Podcast on lawyers and modern technology //Professional Responsibility Blog


Professional Responsibility Blog: Podcast on lawyers and modern technology
by Prof. Alberto Bernabe
The Legal Talk Network has a new podcast on lawyers and modern technology. The audio is here on soundcloud.

Here is the description of the program:

As we’ve heard time and time again, many lawyers are averse to becoming knowledgeable about modern technology. Older attorneys often do not want to learn a computer-based management tool and feel as though they can hire someone to manage the security and encryption of their sensitive information. Often, even having a young lawyer in the firm can seem like a solution since they will most likely have grown up with a certain level of technology knowledge. But none of these are valid excuses to a proper level of technological education.
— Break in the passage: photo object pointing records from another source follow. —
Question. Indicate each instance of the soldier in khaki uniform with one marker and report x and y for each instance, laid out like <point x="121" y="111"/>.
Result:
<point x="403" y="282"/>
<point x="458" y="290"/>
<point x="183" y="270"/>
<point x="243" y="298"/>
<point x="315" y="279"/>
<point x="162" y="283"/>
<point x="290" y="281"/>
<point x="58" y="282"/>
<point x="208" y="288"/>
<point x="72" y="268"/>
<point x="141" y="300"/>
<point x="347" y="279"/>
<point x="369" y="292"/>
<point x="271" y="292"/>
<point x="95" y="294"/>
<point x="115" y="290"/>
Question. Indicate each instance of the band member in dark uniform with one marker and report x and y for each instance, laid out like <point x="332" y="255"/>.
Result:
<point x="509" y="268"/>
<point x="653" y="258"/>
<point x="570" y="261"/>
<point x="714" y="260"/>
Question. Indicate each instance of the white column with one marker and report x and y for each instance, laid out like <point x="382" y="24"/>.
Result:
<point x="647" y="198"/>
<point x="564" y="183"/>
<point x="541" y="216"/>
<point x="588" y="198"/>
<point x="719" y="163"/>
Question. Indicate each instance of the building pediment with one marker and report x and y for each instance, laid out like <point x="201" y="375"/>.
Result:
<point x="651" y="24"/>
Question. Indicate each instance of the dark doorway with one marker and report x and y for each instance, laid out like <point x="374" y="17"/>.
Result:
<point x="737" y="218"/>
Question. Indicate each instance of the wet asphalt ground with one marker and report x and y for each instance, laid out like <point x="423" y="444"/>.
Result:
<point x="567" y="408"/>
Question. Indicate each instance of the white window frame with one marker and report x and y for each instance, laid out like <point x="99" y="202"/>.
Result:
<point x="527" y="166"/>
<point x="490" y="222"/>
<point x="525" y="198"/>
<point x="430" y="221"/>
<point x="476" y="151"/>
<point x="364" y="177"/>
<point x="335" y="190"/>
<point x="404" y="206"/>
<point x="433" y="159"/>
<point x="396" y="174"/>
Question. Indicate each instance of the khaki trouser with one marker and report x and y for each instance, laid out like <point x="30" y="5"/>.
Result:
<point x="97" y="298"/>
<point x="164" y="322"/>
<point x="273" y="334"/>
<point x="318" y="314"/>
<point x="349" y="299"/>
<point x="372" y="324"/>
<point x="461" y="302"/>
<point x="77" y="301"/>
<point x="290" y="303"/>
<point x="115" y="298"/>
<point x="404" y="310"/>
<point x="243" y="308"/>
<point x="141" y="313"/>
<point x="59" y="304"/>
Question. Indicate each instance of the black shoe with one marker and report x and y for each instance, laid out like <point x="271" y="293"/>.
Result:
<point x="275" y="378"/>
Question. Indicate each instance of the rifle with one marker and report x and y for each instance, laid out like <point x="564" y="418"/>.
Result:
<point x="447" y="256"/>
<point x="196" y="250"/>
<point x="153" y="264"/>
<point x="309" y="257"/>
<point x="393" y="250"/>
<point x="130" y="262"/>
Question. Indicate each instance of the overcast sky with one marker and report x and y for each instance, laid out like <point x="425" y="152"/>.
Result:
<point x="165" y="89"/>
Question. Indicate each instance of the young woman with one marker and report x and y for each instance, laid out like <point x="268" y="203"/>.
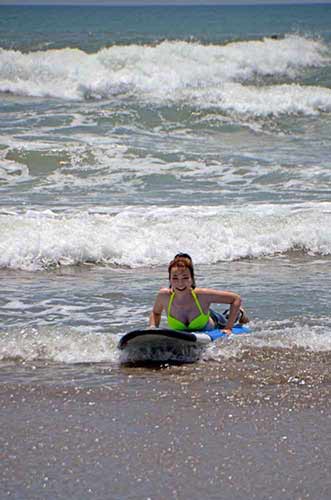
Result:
<point x="188" y="307"/>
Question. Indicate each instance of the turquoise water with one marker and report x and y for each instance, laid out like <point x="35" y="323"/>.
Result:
<point x="126" y="136"/>
<point x="129" y="134"/>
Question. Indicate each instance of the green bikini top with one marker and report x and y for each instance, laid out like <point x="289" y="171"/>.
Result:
<point x="197" y="323"/>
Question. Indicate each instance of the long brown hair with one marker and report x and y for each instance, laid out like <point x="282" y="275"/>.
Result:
<point x="183" y="261"/>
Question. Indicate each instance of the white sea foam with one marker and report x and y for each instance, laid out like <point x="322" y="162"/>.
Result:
<point x="58" y="345"/>
<point x="307" y="333"/>
<point x="79" y="345"/>
<point x="177" y="72"/>
<point x="149" y="236"/>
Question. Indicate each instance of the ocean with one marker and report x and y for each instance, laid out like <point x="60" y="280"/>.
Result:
<point x="127" y="135"/>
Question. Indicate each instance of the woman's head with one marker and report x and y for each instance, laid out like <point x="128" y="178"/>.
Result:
<point x="181" y="266"/>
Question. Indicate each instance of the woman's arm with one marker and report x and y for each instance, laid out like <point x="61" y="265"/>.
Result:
<point x="222" y="297"/>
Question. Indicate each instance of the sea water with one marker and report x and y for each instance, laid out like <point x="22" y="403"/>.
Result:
<point x="130" y="134"/>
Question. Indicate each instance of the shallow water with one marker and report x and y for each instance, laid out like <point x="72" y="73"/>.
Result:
<point x="126" y="136"/>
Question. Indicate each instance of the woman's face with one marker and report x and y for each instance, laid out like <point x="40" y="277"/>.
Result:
<point x="180" y="278"/>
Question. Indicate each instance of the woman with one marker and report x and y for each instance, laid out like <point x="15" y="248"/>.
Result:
<point x="188" y="307"/>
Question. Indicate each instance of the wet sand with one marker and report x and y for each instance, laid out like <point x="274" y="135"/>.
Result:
<point x="202" y="431"/>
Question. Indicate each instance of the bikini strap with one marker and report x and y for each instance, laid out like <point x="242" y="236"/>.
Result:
<point x="197" y="303"/>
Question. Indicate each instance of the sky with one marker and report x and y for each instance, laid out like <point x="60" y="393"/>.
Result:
<point x="158" y="2"/>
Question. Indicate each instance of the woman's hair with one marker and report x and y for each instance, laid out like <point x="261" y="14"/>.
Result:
<point x="184" y="261"/>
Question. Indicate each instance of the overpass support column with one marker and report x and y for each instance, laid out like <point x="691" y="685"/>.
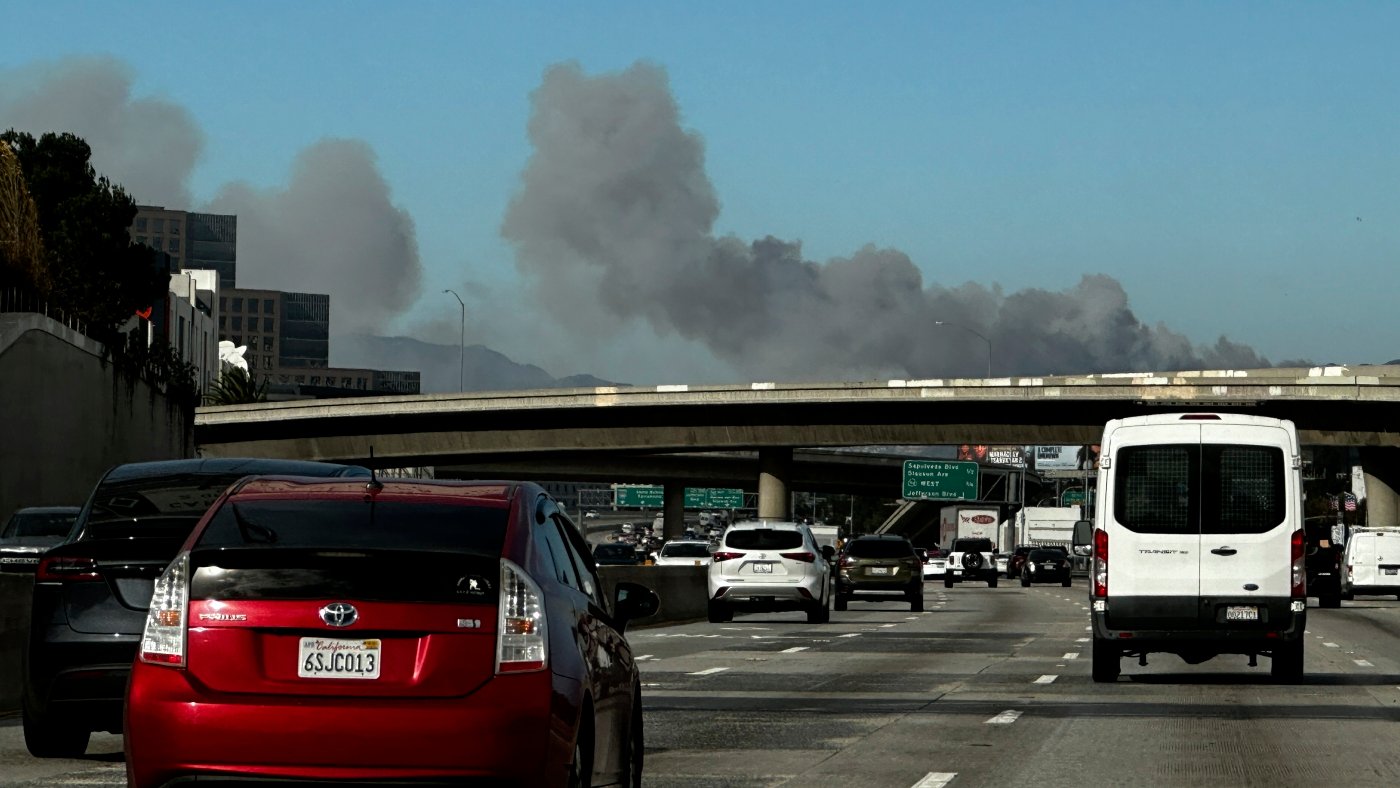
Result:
<point x="774" y="472"/>
<point x="674" y="512"/>
<point x="1382" y="470"/>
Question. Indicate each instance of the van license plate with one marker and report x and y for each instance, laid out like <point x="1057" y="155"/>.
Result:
<point x="335" y="658"/>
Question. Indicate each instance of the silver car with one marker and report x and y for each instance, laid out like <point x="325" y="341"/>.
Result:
<point x="770" y="566"/>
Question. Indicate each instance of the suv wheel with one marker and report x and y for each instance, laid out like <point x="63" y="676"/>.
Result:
<point x="1288" y="662"/>
<point x="720" y="613"/>
<point x="1105" y="662"/>
<point x="49" y="738"/>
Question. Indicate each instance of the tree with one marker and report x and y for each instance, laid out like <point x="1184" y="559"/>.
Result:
<point x="93" y="268"/>
<point x="235" y="387"/>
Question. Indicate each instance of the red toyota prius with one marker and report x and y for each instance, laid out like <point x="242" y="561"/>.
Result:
<point x="385" y="633"/>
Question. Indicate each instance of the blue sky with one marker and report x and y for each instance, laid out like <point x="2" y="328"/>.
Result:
<point x="1214" y="158"/>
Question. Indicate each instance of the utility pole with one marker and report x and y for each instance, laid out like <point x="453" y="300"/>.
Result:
<point x="461" y="375"/>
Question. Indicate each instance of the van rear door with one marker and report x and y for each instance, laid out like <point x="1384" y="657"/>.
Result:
<point x="1246" y="503"/>
<point x="1154" y="535"/>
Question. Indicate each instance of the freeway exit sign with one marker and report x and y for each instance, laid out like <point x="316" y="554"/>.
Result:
<point x="940" y="480"/>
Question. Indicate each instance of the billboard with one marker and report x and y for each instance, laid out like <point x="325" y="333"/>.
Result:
<point x="1067" y="458"/>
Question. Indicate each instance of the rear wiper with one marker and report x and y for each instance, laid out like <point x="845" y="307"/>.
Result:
<point x="251" y="531"/>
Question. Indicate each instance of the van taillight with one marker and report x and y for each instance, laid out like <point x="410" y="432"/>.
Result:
<point x="163" y="643"/>
<point x="1299" y="589"/>
<point x="66" y="568"/>
<point x="1101" y="563"/>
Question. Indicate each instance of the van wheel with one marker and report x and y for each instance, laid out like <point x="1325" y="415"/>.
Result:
<point x="49" y="738"/>
<point x="1105" y="662"/>
<point x="720" y="613"/>
<point x="1288" y="662"/>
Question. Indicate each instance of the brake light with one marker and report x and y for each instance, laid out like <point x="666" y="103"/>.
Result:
<point x="522" y="638"/>
<point x="1101" y="563"/>
<point x="1299" y="589"/>
<point x="66" y="568"/>
<point x="163" y="643"/>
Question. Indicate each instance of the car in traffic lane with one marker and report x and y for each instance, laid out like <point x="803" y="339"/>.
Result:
<point x="91" y="592"/>
<point x="387" y="633"/>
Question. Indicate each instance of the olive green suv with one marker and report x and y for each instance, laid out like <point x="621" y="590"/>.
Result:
<point x="877" y="566"/>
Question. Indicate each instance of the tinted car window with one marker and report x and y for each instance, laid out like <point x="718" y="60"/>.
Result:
<point x="39" y="524"/>
<point x="686" y="552"/>
<point x="879" y="549"/>
<point x="1200" y="489"/>
<point x="763" y="539"/>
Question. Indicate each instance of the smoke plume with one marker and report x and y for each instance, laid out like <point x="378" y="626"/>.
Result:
<point x="616" y="207"/>
<point x="332" y="228"/>
<point x="146" y="144"/>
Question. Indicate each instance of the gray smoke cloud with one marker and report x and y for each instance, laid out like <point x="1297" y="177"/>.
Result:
<point x="616" y="209"/>
<point x="333" y="230"/>
<point x="146" y="144"/>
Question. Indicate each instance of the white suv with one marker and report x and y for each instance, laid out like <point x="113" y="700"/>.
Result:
<point x="972" y="557"/>
<point x="770" y="566"/>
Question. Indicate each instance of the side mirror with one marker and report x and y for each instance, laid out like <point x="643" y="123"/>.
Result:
<point x="633" y="601"/>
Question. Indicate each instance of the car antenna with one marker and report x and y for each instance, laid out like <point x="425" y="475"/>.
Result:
<point x="374" y="486"/>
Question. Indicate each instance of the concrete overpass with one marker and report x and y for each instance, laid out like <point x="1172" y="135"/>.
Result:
<point x="1353" y="406"/>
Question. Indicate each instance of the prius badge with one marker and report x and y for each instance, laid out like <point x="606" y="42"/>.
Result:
<point x="339" y="615"/>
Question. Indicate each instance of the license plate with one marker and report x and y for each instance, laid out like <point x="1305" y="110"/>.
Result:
<point x="1242" y="613"/>
<point x="333" y="658"/>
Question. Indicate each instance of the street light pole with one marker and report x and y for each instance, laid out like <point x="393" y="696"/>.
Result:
<point x="975" y="333"/>
<point x="461" y="381"/>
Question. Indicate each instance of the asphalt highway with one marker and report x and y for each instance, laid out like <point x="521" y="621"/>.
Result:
<point x="986" y="687"/>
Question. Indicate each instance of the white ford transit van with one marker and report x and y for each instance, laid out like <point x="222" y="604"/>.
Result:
<point x="1197" y="542"/>
<point x="1372" y="564"/>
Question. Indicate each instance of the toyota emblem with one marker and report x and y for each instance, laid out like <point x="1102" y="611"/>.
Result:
<point x="339" y="615"/>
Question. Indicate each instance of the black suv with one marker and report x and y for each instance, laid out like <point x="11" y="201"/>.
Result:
<point x="881" y="563"/>
<point x="91" y="592"/>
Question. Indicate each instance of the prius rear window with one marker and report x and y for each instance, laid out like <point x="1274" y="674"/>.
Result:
<point x="1200" y="489"/>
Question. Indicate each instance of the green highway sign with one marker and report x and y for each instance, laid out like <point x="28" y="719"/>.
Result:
<point x="940" y="480"/>
<point x="654" y="497"/>
<point x="647" y="496"/>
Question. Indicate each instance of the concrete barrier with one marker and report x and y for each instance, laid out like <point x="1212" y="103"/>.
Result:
<point x="683" y="591"/>
<point x="14" y="630"/>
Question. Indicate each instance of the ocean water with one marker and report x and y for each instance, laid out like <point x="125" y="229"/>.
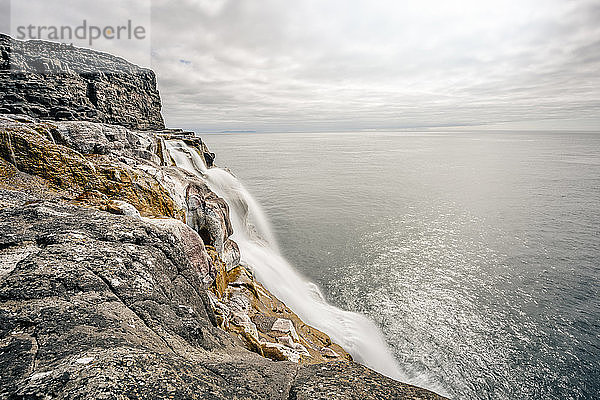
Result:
<point x="477" y="254"/>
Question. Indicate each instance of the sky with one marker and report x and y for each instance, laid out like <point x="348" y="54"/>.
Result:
<point x="338" y="65"/>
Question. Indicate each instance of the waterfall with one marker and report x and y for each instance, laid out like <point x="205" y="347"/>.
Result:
<point x="354" y="332"/>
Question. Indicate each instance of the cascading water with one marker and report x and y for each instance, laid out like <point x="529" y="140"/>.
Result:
<point x="354" y="332"/>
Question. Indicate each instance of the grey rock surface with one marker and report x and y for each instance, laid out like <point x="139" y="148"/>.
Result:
<point x="102" y="306"/>
<point x="58" y="82"/>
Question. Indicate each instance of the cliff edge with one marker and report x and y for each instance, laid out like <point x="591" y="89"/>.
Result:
<point x="59" y="82"/>
<point x="119" y="277"/>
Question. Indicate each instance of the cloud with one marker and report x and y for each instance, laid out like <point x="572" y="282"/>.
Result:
<point x="278" y="65"/>
<point x="350" y="64"/>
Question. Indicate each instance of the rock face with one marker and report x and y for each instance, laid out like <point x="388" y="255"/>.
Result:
<point x="58" y="82"/>
<point x="119" y="279"/>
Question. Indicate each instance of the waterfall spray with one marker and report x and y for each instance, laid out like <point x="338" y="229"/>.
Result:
<point x="354" y="332"/>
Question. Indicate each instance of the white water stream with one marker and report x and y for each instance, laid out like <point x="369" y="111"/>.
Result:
<point x="354" y="332"/>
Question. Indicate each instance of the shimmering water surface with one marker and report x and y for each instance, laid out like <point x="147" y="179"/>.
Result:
<point x="477" y="254"/>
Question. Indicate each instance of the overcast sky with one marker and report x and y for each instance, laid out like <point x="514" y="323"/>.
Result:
<point x="281" y="65"/>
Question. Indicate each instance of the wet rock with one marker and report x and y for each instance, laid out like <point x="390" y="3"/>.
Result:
<point x="285" y="326"/>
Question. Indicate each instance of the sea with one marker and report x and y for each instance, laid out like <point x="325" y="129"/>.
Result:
<point x="475" y="254"/>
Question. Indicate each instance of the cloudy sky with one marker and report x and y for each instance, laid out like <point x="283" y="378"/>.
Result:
<point x="310" y="65"/>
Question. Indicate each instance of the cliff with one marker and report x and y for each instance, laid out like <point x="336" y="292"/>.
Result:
<point x="58" y="82"/>
<point x="119" y="277"/>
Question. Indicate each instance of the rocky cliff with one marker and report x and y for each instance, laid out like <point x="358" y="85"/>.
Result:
<point x="59" y="82"/>
<point x="119" y="278"/>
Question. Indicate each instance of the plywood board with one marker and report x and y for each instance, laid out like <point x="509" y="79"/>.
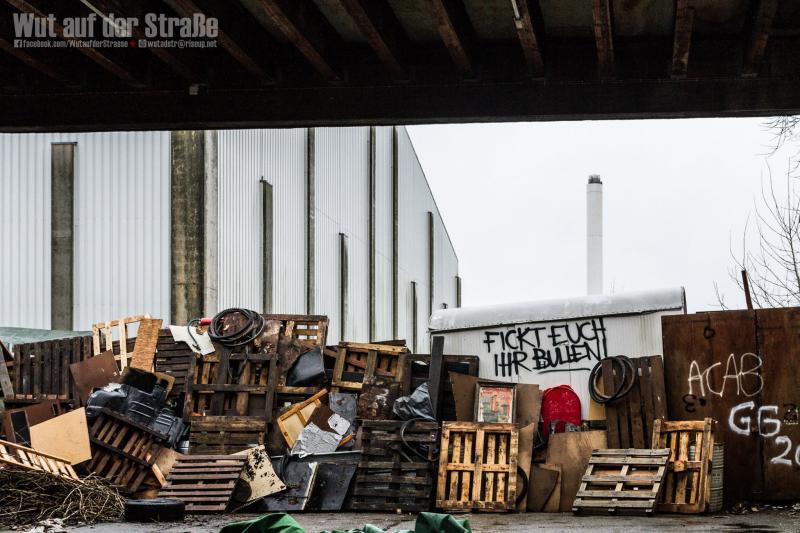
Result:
<point x="572" y="450"/>
<point x="66" y="436"/>
<point x="544" y="480"/>
<point x="524" y="454"/>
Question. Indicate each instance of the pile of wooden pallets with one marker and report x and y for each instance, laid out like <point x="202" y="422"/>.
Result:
<point x="204" y="482"/>
<point x="622" y="479"/>
<point x="41" y="369"/>
<point x="393" y="476"/>
<point x="478" y="467"/>
<point x="687" y="488"/>
<point x="124" y="451"/>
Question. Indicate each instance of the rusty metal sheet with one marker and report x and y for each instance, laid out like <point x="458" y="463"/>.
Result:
<point x="741" y="368"/>
<point x="779" y="339"/>
<point x="93" y="372"/>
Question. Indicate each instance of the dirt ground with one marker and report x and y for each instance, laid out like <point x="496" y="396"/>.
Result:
<point x="771" y="520"/>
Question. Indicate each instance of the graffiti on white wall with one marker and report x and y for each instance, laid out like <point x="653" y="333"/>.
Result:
<point x="558" y="347"/>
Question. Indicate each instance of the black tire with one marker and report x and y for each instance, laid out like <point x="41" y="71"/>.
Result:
<point x="155" y="510"/>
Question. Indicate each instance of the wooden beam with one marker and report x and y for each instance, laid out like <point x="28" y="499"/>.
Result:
<point x="379" y="26"/>
<point x="528" y="21"/>
<point x="759" y="36"/>
<point x="186" y="8"/>
<point x="453" y="24"/>
<point x="92" y="53"/>
<point x="301" y="23"/>
<point x="32" y="62"/>
<point x="107" y="7"/>
<point x="684" y="21"/>
<point x="603" y="37"/>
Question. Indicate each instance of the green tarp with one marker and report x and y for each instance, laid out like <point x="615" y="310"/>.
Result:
<point x="284" y="523"/>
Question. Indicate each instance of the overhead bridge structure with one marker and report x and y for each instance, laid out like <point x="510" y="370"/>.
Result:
<point x="279" y="63"/>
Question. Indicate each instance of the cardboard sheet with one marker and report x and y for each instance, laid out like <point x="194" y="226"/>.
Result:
<point x="65" y="436"/>
<point x="572" y="451"/>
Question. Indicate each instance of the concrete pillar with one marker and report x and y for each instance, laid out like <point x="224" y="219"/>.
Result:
<point x="62" y="224"/>
<point x="193" y="232"/>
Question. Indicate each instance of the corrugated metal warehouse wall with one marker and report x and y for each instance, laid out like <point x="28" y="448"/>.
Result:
<point x="121" y="223"/>
<point x="122" y="227"/>
<point x="244" y="157"/>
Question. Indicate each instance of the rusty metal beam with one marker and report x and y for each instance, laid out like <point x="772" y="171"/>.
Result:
<point x="759" y="36"/>
<point x="186" y="8"/>
<point x="527" y="19"/>
<point x="684" y="22"/>
<point x="301" y="23"/>
<point x="32" y="62"/>
<point x="92" y="53"/>
<point x="603" y="37"/>
<point x="453" y="24"/>
<point x="379" y="26"/>
<point x="107" y="7"/>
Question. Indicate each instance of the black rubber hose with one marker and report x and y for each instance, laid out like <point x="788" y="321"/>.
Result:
<point x="253" y="327"/>
<point x="626" y="368"/>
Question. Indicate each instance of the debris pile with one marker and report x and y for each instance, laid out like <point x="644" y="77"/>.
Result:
<point x="256" y="413"/>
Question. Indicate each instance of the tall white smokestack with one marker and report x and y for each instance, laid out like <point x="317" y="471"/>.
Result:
<point x="594" y="235"/>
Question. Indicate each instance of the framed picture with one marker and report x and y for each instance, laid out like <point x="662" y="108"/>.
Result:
<point x="495" y="402"/>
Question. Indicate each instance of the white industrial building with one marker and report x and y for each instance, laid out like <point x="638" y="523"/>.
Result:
<point x="334" y="221"/>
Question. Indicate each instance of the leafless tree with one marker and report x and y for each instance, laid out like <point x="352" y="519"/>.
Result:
<point x="773" y="262"/>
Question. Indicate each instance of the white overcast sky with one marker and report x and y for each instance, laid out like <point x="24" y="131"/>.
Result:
<point x="513" y="198"/>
The luddite lawyers need to face the ethical implications of their ignorance.

In this episode of The Digital Edge, Sharon Nelson and Jim Calloway interview lawyer and legal technology blogger Sam Glover about when technology became an issue for attorneys, how they can get in trouble due to ignorance, and what all attorneys need to know about hackers, cloud services, and the resulting ethical duties. First, Glover explains that lawyers are getting into trouble in the courtroom by not knowing about how technologies like Twitter work... Concerning cyber security, Glover discusses the many reasons lawyers cannot simply outsource technology knowledge. ... Simply put, you cannot avoid technology as a lawyer anymore. There are courses, blogs, webinars, books, and many other ways to become educated about legal technology.